How does Borelness overlap with definability, computability, or constructiveness?
Are Borel functions on standard Borel spaces exactly the functions that mathematicians would intuitively consider the definable, constructible, or computable ones?
The Borel functions on the standard pointclasses $2^\omega$ and $\omega^\omega$ are the ones that are $\Delta^1_1$ definable relative to parameters from the spaces. This includes more than just the computable functions; the computable functions are the $\Delta^0_1$ ones (without parameters). In particular, every computable function is continuous, but there are many discontinuous Borel functions.
However, the Borel functions do not include all the functions definable in second-order arithmetic (for example, they do not include all $\Pi^1_1$ functions, not even all the ones defined without parameters), much less all the functions definable in set theory.
The word "constructible" can mean many things. The constructible hierarchy in set theory, $L$, includes many functions that are not Borel. For example, it also includes every $\Pi^1_1$-definable function and more generally every function definable in second-order arithmetic.
So it would not be very accurate to say that the Borel functions are the definable, constructible, or computable ones.

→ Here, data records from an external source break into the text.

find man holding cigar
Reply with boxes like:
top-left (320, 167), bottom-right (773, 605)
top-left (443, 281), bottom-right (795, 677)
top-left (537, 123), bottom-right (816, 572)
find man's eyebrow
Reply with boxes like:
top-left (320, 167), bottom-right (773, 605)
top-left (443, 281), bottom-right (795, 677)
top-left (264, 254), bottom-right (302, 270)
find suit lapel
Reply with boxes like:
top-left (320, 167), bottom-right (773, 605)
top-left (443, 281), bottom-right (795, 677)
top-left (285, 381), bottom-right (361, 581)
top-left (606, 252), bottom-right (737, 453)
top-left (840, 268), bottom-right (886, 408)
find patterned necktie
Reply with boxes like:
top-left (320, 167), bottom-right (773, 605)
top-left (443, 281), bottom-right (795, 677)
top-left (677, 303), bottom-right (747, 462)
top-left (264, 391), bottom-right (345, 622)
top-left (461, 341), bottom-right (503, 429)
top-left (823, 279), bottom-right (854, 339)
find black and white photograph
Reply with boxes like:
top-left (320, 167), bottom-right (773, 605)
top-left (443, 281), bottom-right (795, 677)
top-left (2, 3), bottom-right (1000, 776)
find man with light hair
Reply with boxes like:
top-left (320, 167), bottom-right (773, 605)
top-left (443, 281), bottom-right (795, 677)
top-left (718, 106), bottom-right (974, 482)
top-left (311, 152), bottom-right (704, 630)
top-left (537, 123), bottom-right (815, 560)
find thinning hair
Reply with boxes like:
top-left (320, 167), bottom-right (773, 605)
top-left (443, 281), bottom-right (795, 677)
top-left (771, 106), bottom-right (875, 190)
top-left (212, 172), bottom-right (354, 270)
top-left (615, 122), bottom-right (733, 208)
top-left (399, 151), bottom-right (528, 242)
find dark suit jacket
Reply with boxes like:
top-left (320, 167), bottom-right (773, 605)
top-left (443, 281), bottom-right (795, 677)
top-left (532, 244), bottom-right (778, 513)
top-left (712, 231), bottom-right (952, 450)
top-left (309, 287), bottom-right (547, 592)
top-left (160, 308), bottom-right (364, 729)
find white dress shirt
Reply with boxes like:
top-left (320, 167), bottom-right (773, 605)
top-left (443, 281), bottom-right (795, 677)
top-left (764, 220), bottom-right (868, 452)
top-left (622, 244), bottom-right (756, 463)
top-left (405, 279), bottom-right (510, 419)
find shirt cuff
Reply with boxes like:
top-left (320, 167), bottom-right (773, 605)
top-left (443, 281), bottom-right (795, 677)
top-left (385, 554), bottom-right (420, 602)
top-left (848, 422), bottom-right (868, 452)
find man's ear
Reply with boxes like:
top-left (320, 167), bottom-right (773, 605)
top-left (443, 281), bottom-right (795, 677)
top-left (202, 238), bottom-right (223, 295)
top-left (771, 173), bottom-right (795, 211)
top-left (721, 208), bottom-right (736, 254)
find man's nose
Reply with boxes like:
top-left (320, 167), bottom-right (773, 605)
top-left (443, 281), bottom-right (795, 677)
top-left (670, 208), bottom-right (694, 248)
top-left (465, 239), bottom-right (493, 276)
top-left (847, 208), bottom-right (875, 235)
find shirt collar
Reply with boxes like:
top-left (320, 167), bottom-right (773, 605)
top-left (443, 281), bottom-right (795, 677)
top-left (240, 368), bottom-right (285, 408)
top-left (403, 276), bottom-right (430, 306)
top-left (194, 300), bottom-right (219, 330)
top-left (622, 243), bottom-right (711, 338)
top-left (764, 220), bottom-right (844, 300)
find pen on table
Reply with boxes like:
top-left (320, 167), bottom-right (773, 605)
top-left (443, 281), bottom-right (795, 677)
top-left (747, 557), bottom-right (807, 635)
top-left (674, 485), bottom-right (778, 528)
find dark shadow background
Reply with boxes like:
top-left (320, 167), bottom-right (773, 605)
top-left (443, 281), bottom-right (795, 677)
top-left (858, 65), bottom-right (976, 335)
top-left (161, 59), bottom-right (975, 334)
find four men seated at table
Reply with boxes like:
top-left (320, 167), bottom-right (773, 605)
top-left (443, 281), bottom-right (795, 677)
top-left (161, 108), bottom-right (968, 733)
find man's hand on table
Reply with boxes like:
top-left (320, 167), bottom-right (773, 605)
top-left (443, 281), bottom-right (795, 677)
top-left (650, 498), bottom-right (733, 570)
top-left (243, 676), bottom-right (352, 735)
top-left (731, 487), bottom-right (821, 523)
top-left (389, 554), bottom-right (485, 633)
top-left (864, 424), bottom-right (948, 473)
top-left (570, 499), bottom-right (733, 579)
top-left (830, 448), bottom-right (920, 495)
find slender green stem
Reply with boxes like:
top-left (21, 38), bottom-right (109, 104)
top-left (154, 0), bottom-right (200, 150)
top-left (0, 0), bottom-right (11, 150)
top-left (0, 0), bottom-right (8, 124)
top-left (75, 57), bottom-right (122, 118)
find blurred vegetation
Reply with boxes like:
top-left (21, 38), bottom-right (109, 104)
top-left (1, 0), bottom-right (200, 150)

The point of the Boral functions is that they preserve Borel sets under pre-image, just as continuous functions preserve open sets under pre-image. The reason the Borel functions are worth looking at is that many of the sets that are constructed in topology are Borel, without necessarily being open or closed. For example, many $G_\delta$ sets that appear in topological constructions. By generalizing all the way to Borel functions, we get all these "low level Borel sets" for free.
If we restrict our notion of topology even more, we can end up with "tame topology", as in the book Tame topology and $o$-minimal structures by van den Dries. In that context there are lots of very pretty geometric results, and most of the pathologies of point-set topology (with or without the axiom of choice) are eliminated. Of course the cost is that the possible constructions are more restricted, as is the class of spaces that can be studied.
Part 2
Why are Borel equivalence relations special?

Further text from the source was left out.